The 1948 United States presidential election in Massachusetts took place on November 2, 1948, as part of the 1948 United States presidential election, which was held throughout all contemporary 48 states. Voters chose 16 representatives, or electors to the Electoral College, who voted for president and vice president.

Massachusetts voted for the Democratic nominee, incumbent President Harry S. Truman of Missouri, over the Republican nominee, former Governor Thomas E. Dewey of New York. Truman ran with Senator Alben W. Barkley of Kentucky, while Dewey's running mate was Governor Earl Warren of California.

Truman carried the state with 54.66% of the vote to Dewey's 43.16%, a Democratic victory margin of 11.50%. Progressive Party candidate Henry A. Wallace came in a distant third, with 1.81%. As Truman narrowly won an upset victory over Dewey nationally, Massachusetts weighed in as 7% more Democratic than the national average.

Once a typical Yankee Republican bastion in the wake of the Civil War, Massachusetts had been a Democratic-leaning state since 1928, when a coalition of Irish Catholic and other ethnic immigrant voters primarily based in urban areas turned Massachusetts and neighboring Rhode Island into New England's only reliably Democratic states. Massachusetts voted for Al Smith in 1928 and for Franklin D. Roosevelt four times in the 1930s and 1940s. Truman's victory thus marked the Democratic Party's sixth straight win in Massachusetts.

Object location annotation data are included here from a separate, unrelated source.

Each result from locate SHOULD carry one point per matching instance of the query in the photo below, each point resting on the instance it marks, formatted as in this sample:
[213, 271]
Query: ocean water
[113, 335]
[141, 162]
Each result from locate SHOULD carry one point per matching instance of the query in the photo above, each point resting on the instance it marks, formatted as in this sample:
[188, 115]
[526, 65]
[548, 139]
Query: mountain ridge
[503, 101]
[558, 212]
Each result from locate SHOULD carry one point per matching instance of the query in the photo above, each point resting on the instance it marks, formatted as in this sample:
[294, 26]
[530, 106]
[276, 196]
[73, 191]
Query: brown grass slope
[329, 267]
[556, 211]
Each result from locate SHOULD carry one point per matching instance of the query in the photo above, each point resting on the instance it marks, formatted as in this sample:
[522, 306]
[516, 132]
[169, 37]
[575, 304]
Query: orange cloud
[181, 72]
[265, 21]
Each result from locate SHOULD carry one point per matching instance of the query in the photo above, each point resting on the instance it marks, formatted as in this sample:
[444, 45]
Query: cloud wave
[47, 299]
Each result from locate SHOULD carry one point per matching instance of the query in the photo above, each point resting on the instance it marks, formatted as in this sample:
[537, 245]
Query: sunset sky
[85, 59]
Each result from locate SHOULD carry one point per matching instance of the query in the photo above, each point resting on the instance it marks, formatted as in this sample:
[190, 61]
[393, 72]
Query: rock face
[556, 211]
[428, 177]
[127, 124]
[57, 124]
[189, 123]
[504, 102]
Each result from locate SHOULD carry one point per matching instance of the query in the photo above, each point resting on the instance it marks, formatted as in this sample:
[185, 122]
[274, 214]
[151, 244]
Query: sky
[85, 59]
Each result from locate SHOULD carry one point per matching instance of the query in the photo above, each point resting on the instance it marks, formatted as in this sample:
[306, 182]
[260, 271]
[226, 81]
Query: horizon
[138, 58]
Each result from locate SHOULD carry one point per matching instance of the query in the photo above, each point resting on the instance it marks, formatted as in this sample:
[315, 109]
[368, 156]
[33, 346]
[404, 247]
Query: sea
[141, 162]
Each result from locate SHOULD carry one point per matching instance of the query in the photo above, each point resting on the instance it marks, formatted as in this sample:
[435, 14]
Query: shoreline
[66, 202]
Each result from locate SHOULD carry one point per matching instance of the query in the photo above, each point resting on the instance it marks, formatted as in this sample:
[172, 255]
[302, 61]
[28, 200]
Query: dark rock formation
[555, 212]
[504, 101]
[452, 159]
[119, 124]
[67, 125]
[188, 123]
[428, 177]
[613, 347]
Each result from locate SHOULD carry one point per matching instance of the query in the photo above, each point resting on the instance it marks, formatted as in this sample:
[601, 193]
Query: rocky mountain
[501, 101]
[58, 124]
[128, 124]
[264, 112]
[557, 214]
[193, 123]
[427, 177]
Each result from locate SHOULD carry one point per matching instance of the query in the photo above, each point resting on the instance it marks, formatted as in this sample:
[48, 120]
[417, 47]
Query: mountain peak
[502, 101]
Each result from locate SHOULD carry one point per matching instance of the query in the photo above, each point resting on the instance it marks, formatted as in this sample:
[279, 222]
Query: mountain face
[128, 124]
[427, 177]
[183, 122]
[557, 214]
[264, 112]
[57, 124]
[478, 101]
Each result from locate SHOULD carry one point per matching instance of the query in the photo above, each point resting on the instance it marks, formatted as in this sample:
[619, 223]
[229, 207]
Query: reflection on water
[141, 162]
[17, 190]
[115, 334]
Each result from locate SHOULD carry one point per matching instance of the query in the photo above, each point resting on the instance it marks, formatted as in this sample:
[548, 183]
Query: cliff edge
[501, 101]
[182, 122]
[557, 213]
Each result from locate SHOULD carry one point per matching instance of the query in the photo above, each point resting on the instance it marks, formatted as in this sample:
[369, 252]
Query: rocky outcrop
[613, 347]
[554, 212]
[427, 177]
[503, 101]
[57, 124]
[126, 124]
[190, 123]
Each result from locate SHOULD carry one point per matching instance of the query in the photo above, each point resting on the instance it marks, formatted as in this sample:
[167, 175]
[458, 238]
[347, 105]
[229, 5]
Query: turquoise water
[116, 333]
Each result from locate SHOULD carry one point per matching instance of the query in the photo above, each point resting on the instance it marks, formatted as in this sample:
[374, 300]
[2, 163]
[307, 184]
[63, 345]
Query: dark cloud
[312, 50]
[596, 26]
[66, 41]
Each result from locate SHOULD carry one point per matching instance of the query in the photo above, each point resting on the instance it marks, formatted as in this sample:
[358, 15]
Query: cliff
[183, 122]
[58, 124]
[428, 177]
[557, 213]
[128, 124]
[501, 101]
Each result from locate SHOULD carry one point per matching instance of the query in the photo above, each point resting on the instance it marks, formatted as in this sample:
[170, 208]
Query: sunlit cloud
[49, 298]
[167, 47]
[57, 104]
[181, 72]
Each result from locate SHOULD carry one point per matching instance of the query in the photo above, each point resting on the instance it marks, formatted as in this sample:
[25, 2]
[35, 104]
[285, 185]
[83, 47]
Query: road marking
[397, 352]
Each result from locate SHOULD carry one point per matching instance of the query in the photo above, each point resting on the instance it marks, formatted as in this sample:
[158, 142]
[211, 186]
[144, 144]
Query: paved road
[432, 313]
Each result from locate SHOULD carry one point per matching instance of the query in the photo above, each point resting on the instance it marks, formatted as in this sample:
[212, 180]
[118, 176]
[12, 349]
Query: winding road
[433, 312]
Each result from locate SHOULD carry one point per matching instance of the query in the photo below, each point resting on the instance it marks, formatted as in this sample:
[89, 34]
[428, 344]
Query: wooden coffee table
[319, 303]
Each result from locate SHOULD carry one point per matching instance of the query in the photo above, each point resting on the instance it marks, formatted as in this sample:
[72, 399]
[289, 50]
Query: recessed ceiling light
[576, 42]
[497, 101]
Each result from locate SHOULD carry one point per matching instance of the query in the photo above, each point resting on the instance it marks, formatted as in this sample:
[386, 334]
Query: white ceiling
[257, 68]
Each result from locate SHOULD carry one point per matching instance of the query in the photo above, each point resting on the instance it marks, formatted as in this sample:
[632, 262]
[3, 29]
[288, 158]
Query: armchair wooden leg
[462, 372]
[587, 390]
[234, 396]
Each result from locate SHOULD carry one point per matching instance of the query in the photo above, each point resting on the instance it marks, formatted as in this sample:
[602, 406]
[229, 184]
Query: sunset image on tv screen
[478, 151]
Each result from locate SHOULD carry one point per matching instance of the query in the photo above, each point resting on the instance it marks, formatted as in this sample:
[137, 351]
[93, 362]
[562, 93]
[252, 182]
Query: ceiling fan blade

Despite the national race being much closer, Truman in 1948 outperformed any of Roosevelt's four victories in the state of Massachusetts. FDR had never won the state with more than a single-digit margin; Roosevelt's largest margin of victory was by 9.46% in 1936 and he never took a vote share higher than the 53.11% he received in 1940. In 1944, Roosevelt carried Massachusetts with 52.80% to Dewey's 46.99%, a fairly close margin of only 5.81%. Truman's victory four years later taking 54.66% and winning by 11.50% thus made 1948 the strongest showing ever by a Democratic presidential candidate in Massachusetts up to that point, a record that would stand until John F. Kennedy ran from Massachusetts in 1960.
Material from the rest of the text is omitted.